A strong user experience is key for the success of every digital workplace strategy. If you always wanted to know, how to set you on the path to a better experience for your digital workplace solution, Christian Rohr, Senior UX consultant at digital agency ]init[ can give you some hints.
1. User experience is a capability in your team – not a role or a method
The launch or overhaul of an Intranet is typically a large project with a variety of different roles and stakeholders. An important factor when you are designing for user experience is to build a common user-centred mindset for the whole team. In such a team everybody has a deep understanding of the employees, their key tasks and their experiences. Adding this capability to the existing business knowledge, creates a shared understanding of the problem and the decisions made. External consultancy from agencies can help to kick start and facilitate this thinking in your organisation and help to develop expertise.
2. Know your users – and especially their jobs to be done
To establish a shared understanding of the users you are designing the digital workplace solution for, personas are often created. In these deliverables employees are described archetypally with common characteristics, such as information needs and motivations. However in many projects too much emphasis is placed on the people profile than on their goals. That´s were more goal-orientated personas, a top tasks analysis, or the Jobs-to-be-Done methodology comes in place. Focusing on the employees you will learn their perspective on the digital workplace. They simply have jobs that need to be done and are ‘hiring’ your solution to do it.

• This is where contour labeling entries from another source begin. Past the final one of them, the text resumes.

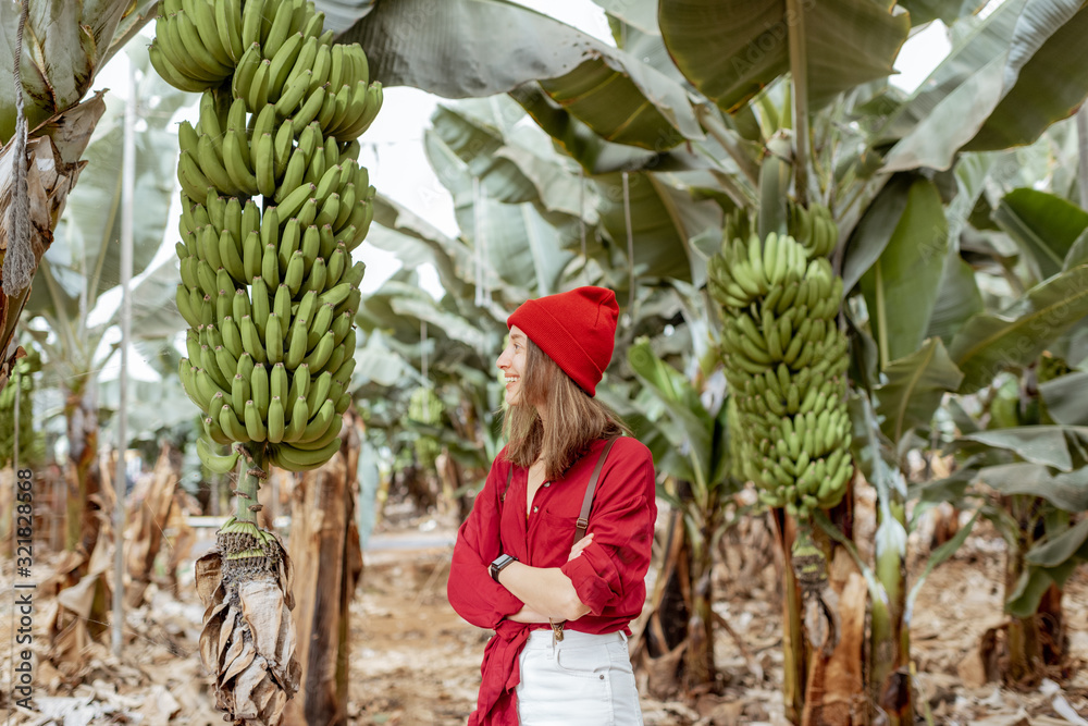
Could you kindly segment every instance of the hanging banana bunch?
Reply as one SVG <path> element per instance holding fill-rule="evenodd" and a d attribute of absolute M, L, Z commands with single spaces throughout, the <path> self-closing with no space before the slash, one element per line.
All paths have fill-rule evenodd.
<path fill-rule="evenodd" d="M 708 286 L 724 307 L 720 353 L 735 402 L 730 432 L 739 439 L 734 470 L 755 483 L 764 505 L 799 520 L 791 559 L 807 606 L 824 615 L 809 623 L 831 632 L 814 637 L 811 625 L 809 636 L 827 647 L 838 639 L 828 605 L 833 592 L 809 517 L 842 500 L 853 472 L 848 341 L 834 322 L 842 279 L 826 257 L 838 230 L 827 208 L 790 204 L 787 211 L 790 234 L 765 239 L 743 216 L 730 217 Z"/>
<path fill-rule="evenodd" d="M 791 211 L 798 237 L 733 237 L 710 260 L 709 286 L 725 306 L 721 354 L 743 475 L 765 505 L 806 519 L 838 504 L 852 471 L 849 360 L 834 324 L 842 280 L 823 256 L 834 224 L 819 211 Z"/>
<path fill-rule="evenodd" d="M 382 87 L 323 23 L 308 0 L 165 0 L 149 49 L 168 83 L 201 93 L 178 130 L 180 374 L 203 415 L 201 460 L 242 467 L 235 516 L 197 568 L 201 656 L 236 723 L 280 723 L 298 688 L 292 566 L 257 525 L 257 490 L 268 464 L 327 462 L 351 403 L 364 270 L 351 251 L 374 197 L 357 139 Z"/>

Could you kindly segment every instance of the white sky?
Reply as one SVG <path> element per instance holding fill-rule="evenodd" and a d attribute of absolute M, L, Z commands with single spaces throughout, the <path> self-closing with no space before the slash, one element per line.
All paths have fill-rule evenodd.
<path fill-rule="evenodd" d="M 591 0 L 517 0 L 519 4 L 546 13 L 581 30 L 611 44 L 604 11 Z M 150 38 L 153 24 L 145 33 Z M 949 42 L 945 27 L 932 23 L 929 27 L 912 37 L 899 56 L 895 69 L 899 75 L 892 83 L 904 90 L 913 90 L 932 71 L 948 53 Z M 96 88 L 110 88 L 121 98 L 127 97 L 128 59 L 124 53 L 118 53 L 110 64 L 98 75 Z M 410 209 L 430 223 L 449 235 L 457 234 L 454 220 L 453 200 L 445 187 L 440 184 L 423 153 L 423 130 L 430 125 L 430 116 L 441 101 L 436 96 L 415 88 L 387 88 L 382 113 L 367 131 L 361 141 L 363 151 L 360 162 L 370 170 L 371 183 L 379 192 Z M 196 96 L 194 106 L 185 109 L 177 121 L 188 119 L 196 121 Z M 177 229 L 176 218 L 180 211 L 175 200 L 172 220 L 168 225 L 168 235 Z M 168 236 L 168 238 L 171 238 Z M 172 238 L 171 238 L 172 239 Z M 391 253 L 386 253 L 363 243 L 356 251 L 359 259 L 367 263 L 367 274 L 363 278 L 363 293 L 376 290 L 390 275 L 399 269 L 400 263 Z M 159 256 L 149 269 L 174 256 L 173 244 L 163 245 Z M 421 285 L 434 296 L 440 296 L 437 274 L 433 268 L 424 266 L 420 269 Z M 138 281 L 138 278 L 137 278 Z M 96 308 L 96 319 L 104 319 L 118 304 L 120 292 L 103 295 Z M 129 356 L 133 361 L 131 376 L 144 380 L 156 380 L 156 374 L 143 366 L 138 356 Z M 116 368 L 118 358 L 111 366 Z M 114 378 L 115 371 L 103 371 L 103 378 Z"/>

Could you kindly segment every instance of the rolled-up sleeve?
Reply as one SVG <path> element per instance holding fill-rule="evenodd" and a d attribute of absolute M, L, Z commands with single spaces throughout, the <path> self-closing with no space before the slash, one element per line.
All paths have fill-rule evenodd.
<path fill-rule="evenodd" d="M 593 615 L 625 605 L 636 613 L 645 598 L 657 504 L 653 459 L 641 445 L 640 450 L 645 456 L 634 462 L 633 457 L 618 457 L 616 466 L 605 467 L 586 529 L 593 543 L 560 567 Z M 638 603 L 629 598 L 635 586 Z M 628 599 L 632 602 L 627 603 Z"/>
<path fill-rule="evenodd" d="M 505 469 L 497 464 L 492 466 L 483 491 L 472 505 L 472 513 L 457 531 L 446 582 L 449 604 L 458 615 L 480 628 L 497 627 L 503 618 L 517 613 L 523 605 L 487 573 L 491 563 L 502 553 L 499 470 L 505 476 Z"/>

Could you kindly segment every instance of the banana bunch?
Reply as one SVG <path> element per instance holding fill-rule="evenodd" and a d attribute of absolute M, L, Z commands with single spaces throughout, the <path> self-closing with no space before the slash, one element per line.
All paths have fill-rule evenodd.
<path fill-rule="evenodd" d="M 243 206 L 214 190 L 183 208 L 177 307 L 190 329 L 180 373 L 206 433 L 219 444 L 268 444 L 288 470 L 322 465 L 351 402 L 364 264 L 351 264 L 345 241 L 312 213 L 281 225 L 282 206 L 262 216 L 252 199 Z M 212 470 L 236 460 L 205 453 Z"/>
<path fill-rule="evenodd" d="M 826 258 L 771 233 L 725 243 L 708 286 L 725 307 L 720 354 L 743 475 L 764 504 L 792 516 L 836 505 L 853 471 L 848 344 L 834 324 L 842 280 Z"/>
<path fill-rule="evenodd" d="M 827 257 L 839 244 L 839 227 L 831 217 L 831 210 L 823 205 L 812 205 L 807 209 L 787 200 L 789 217 L 787 227 L 790 236 L 805 248 L 808 257 Z"/>
<path fill-rule="evenodd" d="M 148 53 L 162 78 L 182 90 L 199 93 L 231 77 L 242 54 L 238 2 L 164 0 Z"/>
<path fill-rule="evenodd" d="M 202 91 L 197 123 L 178 130 L 176 244 L 176 303 L 190 325 L 180 374 L 213 442 L 198 453 L 212 471 L 257 451 L 312 469 L 338 450 L 351 403 L 364 271 L 351 251 L 375 194 L 356 138 L 381 108 L 381 85 L 358 45 L 332 44 L 309 0 L 163 10 L 159 72 Z M 201 48 L 175 45 L 175 25 L 197 28 Z"/>

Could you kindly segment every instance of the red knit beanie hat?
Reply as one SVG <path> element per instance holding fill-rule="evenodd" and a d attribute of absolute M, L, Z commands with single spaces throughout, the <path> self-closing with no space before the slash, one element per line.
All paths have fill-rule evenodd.
<path fill-rule="evenodd" d="M 616 293 L 577 287 L 526 300 L 506 327 L 517 325 L 588 394 L 595 395 L 616 346 Z"/>

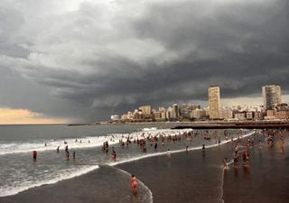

3. Define the success – and then measure and measure again
Organisations often have a hard time when it comes to defining indicators for a successful Intranet, even if the vision and goals are clearly formulated. Goals are mostly forged from a stakeholder perspective and it is difficult to say when expectations are met from an employee’s point of view. Following a user-centred strategy, indicators, such as user satisfaction or productivity for key tasks need to be defined, collected and analysed. To assess these indicators, data from the existing Intranet can be taken as baseline or the first data after the launch serves as baseline for future improvements. For continuous improvement, a transparent reporting and promotion approach, e.g. on a central page in the Intranet is recommended.
4. Reduce the waste in your design process
In a traditional set-up the objective of the concept phase is to ensure that the specifications are as detailed as possible and are based on an extensive requirements analysis upfront. By switching to a more iterative process with early involvement of employees for finding solutions and including them in frequent evaluation, you are ensuring that you are building the right workplace solution for your colleagues. With a leaner approach you start with assumptions and hypotheses as basis for your evaluation. Overall you will have lighter deliverables and fewer handoffs.
5. Consider your Intranet more as product than as a project
A project as defined in the project management realm has a fixed start date and an end date. And probably a big list of features. On the contrary, a product is something that lives and evolves in your organisation for a long period of time and is continuously improved by addressing the user needs. When looking at the Intranet and digital workplace plans in your organisation it is obvious, that these will benefit from a shift to a product focused approach. Having less ‘big bangs’ but optimising the product iteratively will lead to a more employee facing solution.
6. Think about content as part of the user experience
A primary purpose of Intranets is to provide information for your employees. The majority of content is often created and edited by a large group of editors instead of a centralised editorial unit. To guarantee a good user experience for your content, your editorial team needs to be guided and motivated. Help them by evolving a supportive community of editors and by adoption of the corporate content strategy. With mechanisms for feedback of content quality they will develop the expertise of writing stronger content.
7. Design for the user onboarding experience
An effective onboarding process can help your employees to become more proficient and to identify the value of your digital workplace solutions more rapidly. Whenever new functionality or improvements of the interface are introduced, users need to be trained, guided and the benefits need to be conveyed. Often these activities are not kept in mind in the context of the concept and development phase, but are designed subsequent to the implementation. Accompanying the introduction with a set of trainings, default and empty states that encourages your employees to administrate their content, or a series of ‘Did you know?’ articles will help your colleagues to pass the struggle of change.